The Water is Wide
Charles Lloyd, whose curious career has found him initially embraced equal parts by the flower power crew and by those yearning for spiritual jazz expression, is an affable entrant on the scene each time he deigns to record a new date. Never a prolific recording or touring artist, he has maintained a mystique about him that belies his airy, somewhat introverted approach to the tenor sax and his cautiously low profile. He remains reverent to the spirits that are never very far from his consciousness. One such spirit is Billy Higgins, the living embodiment of elegantly swinging, subtly accented drumming. Though the other band members rotate their appearances on these tracks-one rhythm section is pianist Brad Mehldau and his trio bassist Larry Grenadier, the other assemblage features guitarist John Abercrombie and second bassman Darek Oles-Higgins' constant presence is a source of continuous rhythmic inspiration for the improvisers.

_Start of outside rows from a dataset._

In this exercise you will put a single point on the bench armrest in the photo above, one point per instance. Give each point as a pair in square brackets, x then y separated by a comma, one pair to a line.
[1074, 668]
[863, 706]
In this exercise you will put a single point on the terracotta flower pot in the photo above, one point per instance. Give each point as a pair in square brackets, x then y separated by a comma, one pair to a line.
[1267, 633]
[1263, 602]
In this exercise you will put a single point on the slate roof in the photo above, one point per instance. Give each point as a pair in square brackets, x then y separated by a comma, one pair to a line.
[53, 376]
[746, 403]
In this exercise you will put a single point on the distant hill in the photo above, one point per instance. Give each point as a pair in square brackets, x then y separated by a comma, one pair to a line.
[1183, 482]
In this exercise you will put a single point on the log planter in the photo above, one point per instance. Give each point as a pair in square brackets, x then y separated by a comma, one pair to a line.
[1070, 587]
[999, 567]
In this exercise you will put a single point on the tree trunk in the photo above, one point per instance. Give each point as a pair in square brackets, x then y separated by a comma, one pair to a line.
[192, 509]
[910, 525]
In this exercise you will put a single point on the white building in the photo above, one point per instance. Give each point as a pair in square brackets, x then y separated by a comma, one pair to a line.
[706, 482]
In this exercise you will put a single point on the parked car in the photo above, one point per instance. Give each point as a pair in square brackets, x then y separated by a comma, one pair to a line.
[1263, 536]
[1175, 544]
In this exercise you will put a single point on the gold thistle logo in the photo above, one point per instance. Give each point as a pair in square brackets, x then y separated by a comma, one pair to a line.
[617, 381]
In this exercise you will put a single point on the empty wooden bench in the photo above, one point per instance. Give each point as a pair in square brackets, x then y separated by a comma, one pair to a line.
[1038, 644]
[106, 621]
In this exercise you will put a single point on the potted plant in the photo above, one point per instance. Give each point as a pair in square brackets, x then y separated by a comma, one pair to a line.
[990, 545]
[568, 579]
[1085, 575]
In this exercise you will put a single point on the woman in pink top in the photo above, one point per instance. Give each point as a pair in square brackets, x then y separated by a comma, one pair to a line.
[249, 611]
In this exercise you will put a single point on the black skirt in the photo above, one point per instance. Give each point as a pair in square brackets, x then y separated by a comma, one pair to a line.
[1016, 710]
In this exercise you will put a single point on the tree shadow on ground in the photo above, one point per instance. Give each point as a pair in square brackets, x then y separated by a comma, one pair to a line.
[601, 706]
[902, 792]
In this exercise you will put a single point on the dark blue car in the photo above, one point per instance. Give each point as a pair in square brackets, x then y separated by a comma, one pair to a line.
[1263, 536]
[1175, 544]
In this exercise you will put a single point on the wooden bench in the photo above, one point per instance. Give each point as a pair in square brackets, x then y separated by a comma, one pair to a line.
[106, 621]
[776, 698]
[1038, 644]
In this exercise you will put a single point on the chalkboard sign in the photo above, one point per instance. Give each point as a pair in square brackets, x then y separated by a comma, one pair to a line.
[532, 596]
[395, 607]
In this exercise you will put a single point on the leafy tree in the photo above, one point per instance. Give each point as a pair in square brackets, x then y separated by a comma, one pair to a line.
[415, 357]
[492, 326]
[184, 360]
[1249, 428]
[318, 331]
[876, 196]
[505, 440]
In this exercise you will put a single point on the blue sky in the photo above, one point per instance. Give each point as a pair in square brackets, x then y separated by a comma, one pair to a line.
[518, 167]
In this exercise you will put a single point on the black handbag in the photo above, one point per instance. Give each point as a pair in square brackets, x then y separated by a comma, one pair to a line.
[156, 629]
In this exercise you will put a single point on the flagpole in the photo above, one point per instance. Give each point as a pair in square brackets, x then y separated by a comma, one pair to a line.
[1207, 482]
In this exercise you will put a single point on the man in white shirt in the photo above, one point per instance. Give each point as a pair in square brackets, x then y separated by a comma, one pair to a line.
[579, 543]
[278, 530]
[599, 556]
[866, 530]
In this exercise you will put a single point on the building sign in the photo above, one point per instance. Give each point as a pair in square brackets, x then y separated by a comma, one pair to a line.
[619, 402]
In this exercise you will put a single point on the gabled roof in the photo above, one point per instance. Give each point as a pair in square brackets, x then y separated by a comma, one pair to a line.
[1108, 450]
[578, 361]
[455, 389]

The Water Is Wide finds Lloyd applying his low-key tenor and lovely unassuming tonality to serene melody making for the most part. Hoagy Carmichael's enduring "Georgia" opens the proceedings with a hushed reverence. The warmth that permeates this disc is palpable and real. Lloyd-heads from the '60s will delight in his reprise of Cecil McBee's "Song of Her" from the leader's Jarrett-DeJohnette-McBee band days. Duke Ellington's sumptuous "Black Butterfly" is joined in a Ducal pairing with an apropos reading of the master's celestial "Heaven" from the "Sacred Music Concerts." The latter calls upon Mehldau's considerable meditative gifts as they imply the melody in duet. The Lloyd originals include a paean to "Lady Day," an abiding influence on the tenorist, and a "Prayer" for Billy Higgins, written when the drummer was hospitalized in '96. A deeply felt "There Is a Balm in Gilead" sums up Lloyd's spiritual intent with this graceful outing.